O embate entre o presidente da República, Jair Bolsonaro (sem partido) e o ministro da Justiça, Sérgio Moro, prosseguiu, na noite de sexta-feira (24), com a exposição de uma conversa indicando pressão para a troca do diretor da Polícia Federal, Maurício Valeixo. O print do diálogo foi exibido no Jornal Nacional, da Rede Globo.

A conversa foi tratada na quarta-feira (22). Bolsonaro compartilhou uma reportagem do site O Antagonista “PF na cola de 10 a 12 bolsonaristas”. Após, o presidente completa: “mais um motivo para a troca”.

Na entrevista coletiva em que anunciou o desligamento do Ministério da Justiça, Sérgio Moro afirmou que sofria pressão de Bolsonaro acerca das investigações da PF.

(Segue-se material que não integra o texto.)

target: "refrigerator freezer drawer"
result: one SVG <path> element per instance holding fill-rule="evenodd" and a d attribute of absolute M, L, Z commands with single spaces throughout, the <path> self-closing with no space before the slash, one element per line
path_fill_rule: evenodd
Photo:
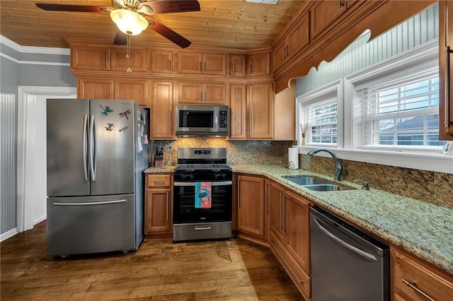
<path fill-rule="evenodd" d="M 134 251 L 134 198 L 48 198 L 47 254 Z"/>

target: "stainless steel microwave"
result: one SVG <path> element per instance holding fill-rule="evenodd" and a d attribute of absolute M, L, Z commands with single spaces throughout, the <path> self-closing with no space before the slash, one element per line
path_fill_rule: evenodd
<path fill-rule="evenodd" d="M 178 136 L 228 136 L 229 124 L 227 105 L 176 105 Z"/>

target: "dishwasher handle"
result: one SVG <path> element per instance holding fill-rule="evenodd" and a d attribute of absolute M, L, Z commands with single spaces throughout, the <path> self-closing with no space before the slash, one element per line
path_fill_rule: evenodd
<path fill-rule="evenodd" d="M 320 220 L 316 219 L 316 218 L 315 218 L 314 216 L 311 216 L 311 218 L 313 218 L 313 220 L 316 224 L 318 228 L 325 235 L 326 235 L 332 240 L 333 240 L 334 242 L 336 242 L 338 244 L 340 244 L 340 245 L 343 246 L 343 247 L 349 249 L 350 251 L 357 254 L 357 255 L 365 258 L 367 260 L 369 260 L 370 261 L 377 261 L 377 259 L 376 258 L 376 256 L 372 255 L 371 254 L 367 253 L 366 252 L 362 251 L 361 249 L 357 249 L 354 246 L 352 246 L 352 245 L 349 244 L 348 243 L 345 242 L 345 241 L 342 240 L 341 239 L 340 239 L 339 237 L 338 237 L 337 236 L 334 235 L 333 233 L 331 233 L 331 232 L 327 230 L 327 229 L 323 228 L 322 225 L 321 225 L 321 224 L 319 223 Z"/>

Ainda sobre a mensagem, Moro disse que o inquérito mencionado na reportagem era conduzido pelo ministro do Supremo Tribunal Federal (STF), Alexandre de Moraes.

Repercussão

A política viveu em efervescência nesta sexta-feira. Muitos repercutiram e lamentaram o pedido de demissão de Sérgio Moro. O ex-presidente da República, Fernando Henrique Cardoso, foi um dos mais incisivos ao pedir a renúncia de Jair Bolsonaro. “Pr [presidente] está cavando sua fossa”, escreveu o político. “Que renuncie antes de ser renunciado”, prosseguiu, ao se manifestar no Twitter.

Fernando Henrique Cardoso pediu que o Brasil seja poupado de um longo processo de impeachment, uma vez que o país enfrenta sérios problemas em função do novo coronavírus.

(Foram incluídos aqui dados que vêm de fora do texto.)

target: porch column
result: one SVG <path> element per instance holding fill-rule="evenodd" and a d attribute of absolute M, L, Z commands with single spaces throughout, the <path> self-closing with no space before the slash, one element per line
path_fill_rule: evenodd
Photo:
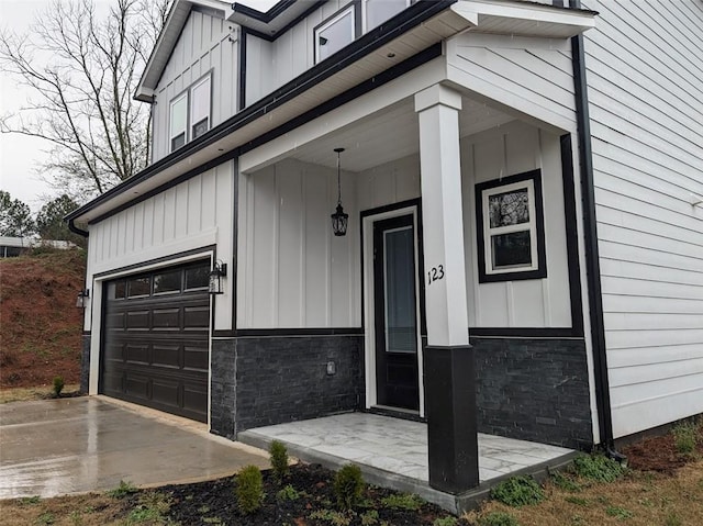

Ele completa a mensagem pedindo. “Que assuma logo o vice [Hamilton Mourão] para voltarmos ao foco: a saúde e o emprego”.

Dilma

A ex-presidente Dilma Rousseff (PT) aproveitou para alfinetar o ex-ministro.

Para ela, se Moro “tivesse 10% de sinceridade”, pediria desculpas ao povo brasileiro das “mentiras” contadas sobre o ex-presidente Lula.

Já o ex-presidente Fernando Collor (PROS-AL), que hoje exerce o mandato de senador, revela que Sérgio Moro fez graves acusações e que deixam o governo em situação vulnerável.

O governador de São Paulo, João Doria (PSDB-SP), que vive em clima de guerra com Jair Bolsonaro, se expressou sobre a saída de Sergio Moro. Segundo ele, isso representa um golpe à liberdade e à democracia.

Outro governador que vive em clima hostil com Bolsonaro é Wilson Witzel (PSC-RJ). Ao jornal O Estado de S. Paulo, ele afirmou que o presidente da República, cometeu crime contra a advocacia administrativa, além do abuso de autoridade.

O senador e ex-candidato à presidência da República, Álvaro Dias (Podemos - PR), que defende a Operação Lava Jato, a maior na história do Brasil no combate à Corrupção, disse ao mesmo jornal que convidará moro a disputar a presidência, em 2022, pelo podemos.

Em sua rede social, ele compartilhou a troca de mensagens entre Bolsonaro e Moro.